FAA Chief Michael Huerta

168 Air Traffic Towers to Close by April 1st: FAA

FAA Chief Michael Huerta

Federal Aviation Administrator (FAA) chief Michael Huerta says almost 200 air traffic towers will be shut down this year if the Federal sequester budget cuts remain in place.

The Federal Aviation Administration (FAA) says it will close 168 air traffic towers by April 1st and another 21 on September 1st if the automatic Federal sequester budget cuts remain in place.

The sequester cuts will be technically triggered at midnight tonight.

Spencer Dickerson, the president of American Association of Airport Executives, said he is worried about air safety with all the potential shutdowns.

“Closing 168 towers in a single day, that’s no April Fool’s joke,” Dickerson said. “It’s unprecedented.”

‘The 189 facilities targeted for closing are 75 percent of the U.S. air towers staffed by controllers who work for private companies, rather than for the FAA. An affiliate of Dickerson’s Alexandria, Virginia-based trade group represents these contract towers, which were begun in 1982 as a less-expensive means of adding controllers at smaller airports.

An additional 49 towers staffed by FAA controllers are to be shut down, according a list released Feb. 22 by the agency.
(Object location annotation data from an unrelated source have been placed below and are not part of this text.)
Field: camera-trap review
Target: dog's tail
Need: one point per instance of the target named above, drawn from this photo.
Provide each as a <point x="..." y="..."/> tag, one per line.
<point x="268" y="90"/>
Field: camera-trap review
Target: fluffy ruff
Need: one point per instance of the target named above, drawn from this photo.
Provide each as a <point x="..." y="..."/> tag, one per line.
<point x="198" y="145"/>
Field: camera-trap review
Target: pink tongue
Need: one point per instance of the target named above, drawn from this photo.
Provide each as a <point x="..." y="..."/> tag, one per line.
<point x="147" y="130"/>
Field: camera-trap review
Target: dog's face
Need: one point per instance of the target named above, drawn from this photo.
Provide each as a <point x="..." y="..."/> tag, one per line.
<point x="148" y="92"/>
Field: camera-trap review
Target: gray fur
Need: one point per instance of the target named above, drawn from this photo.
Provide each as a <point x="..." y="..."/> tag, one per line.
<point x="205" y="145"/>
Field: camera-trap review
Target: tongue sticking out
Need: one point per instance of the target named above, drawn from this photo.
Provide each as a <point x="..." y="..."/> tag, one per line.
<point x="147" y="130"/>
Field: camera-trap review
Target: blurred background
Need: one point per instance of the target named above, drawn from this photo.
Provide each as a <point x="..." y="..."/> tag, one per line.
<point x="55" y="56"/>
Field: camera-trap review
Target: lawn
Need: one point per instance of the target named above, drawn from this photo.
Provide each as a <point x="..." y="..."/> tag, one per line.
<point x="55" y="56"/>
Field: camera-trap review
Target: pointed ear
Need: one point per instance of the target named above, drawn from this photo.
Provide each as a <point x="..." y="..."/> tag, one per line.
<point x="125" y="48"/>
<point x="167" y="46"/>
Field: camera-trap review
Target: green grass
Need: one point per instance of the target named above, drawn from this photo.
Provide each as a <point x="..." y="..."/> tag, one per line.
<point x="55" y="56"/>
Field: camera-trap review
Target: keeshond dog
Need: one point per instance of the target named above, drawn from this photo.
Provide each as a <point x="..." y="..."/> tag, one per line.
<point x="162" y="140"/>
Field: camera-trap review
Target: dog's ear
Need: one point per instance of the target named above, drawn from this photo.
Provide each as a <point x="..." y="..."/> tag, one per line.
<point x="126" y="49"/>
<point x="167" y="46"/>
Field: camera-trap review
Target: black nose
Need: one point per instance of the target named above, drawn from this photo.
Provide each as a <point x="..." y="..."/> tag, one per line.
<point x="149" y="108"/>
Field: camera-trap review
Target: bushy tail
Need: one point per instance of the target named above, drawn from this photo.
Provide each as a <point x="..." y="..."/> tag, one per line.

In all, the aviation agency has said it may close 46 percent of the 514 towers in the U.S.’

The towers were chosen because they each serve fewer than 150,000 flights and fewer than 10,000 commercial operations a year, FAA Administrator Michael Huerta told Congress Feb. 27. The agency must cut $627 million in expenses by Sept. 30 if across-the-board cuts known as sequestration go into effect.
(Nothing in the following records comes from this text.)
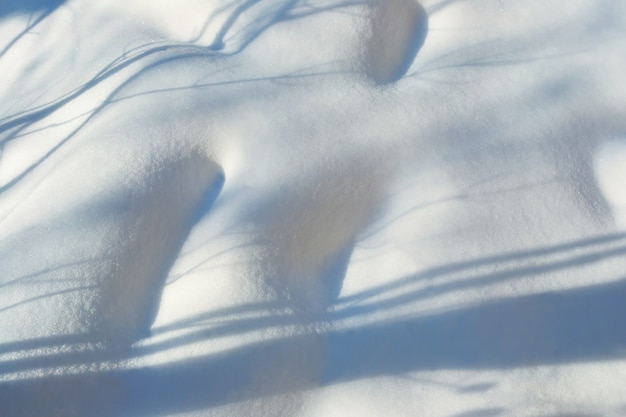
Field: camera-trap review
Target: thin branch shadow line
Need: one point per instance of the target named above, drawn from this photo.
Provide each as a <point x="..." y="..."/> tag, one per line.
<point x="44" y="296"/>
<point x="474" y="282"/>
<point x="29" y="26"/>
<point x="38" y="113"/>
<point x="492" y="260"/>
<point x="51" y="151"/>
<point x="30" y="278"/>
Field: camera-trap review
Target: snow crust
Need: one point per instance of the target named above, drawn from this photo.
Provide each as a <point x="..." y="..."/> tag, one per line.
<point x="312" y="208"/>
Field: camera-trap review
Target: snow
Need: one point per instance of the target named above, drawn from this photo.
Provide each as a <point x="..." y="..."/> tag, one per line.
<point x="312" y="208"/>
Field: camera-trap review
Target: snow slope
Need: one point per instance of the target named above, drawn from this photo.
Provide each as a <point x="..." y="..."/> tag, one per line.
<point x="312" y="208"/>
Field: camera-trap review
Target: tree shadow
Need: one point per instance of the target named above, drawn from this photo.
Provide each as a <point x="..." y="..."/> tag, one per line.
<point x="569" y="326"/>
<point x="9" y="7"/>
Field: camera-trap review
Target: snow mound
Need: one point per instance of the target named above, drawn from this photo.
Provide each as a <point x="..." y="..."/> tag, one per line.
<point x="610" y="169"/>
<point x="397" y="31"/>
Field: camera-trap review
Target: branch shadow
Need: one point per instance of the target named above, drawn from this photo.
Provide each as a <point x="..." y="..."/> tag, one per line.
<point x="570" y="326"/>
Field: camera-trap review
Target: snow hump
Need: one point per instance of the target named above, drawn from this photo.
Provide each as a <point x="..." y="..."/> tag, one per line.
<point x="397" y="30"/>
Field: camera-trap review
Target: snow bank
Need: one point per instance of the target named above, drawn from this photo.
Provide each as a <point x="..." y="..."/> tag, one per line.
<point x="312" y="208"/>
<point x="397" y="30"/>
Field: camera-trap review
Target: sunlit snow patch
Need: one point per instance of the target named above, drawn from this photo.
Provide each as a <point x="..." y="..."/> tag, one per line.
<point x="610" y="169"/>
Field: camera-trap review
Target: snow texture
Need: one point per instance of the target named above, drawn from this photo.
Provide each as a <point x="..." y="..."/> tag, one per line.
<point x="312" y="208"/>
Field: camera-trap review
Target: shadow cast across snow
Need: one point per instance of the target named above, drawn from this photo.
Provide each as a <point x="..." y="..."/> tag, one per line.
<point x="575" y="325"/>
<point x="9" y="7"/>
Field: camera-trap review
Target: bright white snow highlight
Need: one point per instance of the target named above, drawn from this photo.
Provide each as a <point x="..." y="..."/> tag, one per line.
<point x="312" y="208"/>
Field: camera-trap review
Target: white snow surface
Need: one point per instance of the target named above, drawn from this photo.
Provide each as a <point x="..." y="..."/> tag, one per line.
<point x="312" y="208"/>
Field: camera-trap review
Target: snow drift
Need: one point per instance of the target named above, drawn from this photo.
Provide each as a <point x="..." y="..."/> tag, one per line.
<point x="312" y="208"/>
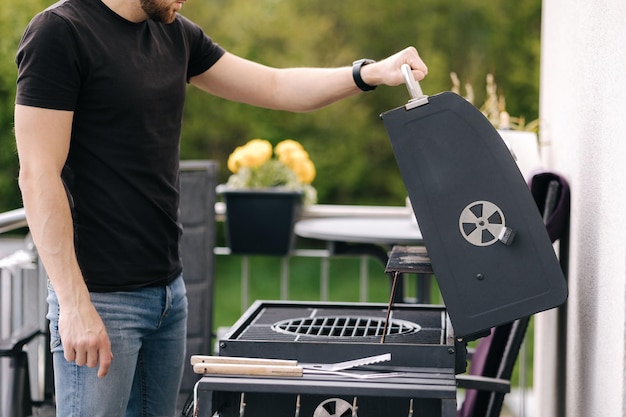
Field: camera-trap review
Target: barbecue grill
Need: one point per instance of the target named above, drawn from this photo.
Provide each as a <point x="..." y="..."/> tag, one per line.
<point x="490" y="253"/>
Closing a tower doesn’t mean closing an airport. Most of the roughly 5,000 U.S. public airports don’t have towers. Pilots follow long-established procedures to fly there, Bruce Landsberg, president of the Aircraft Owners and Pilots Association’s Air Safety Institute, said in an interview. AOPA is an advocacy group for private pilots based in Frederick, Maryland.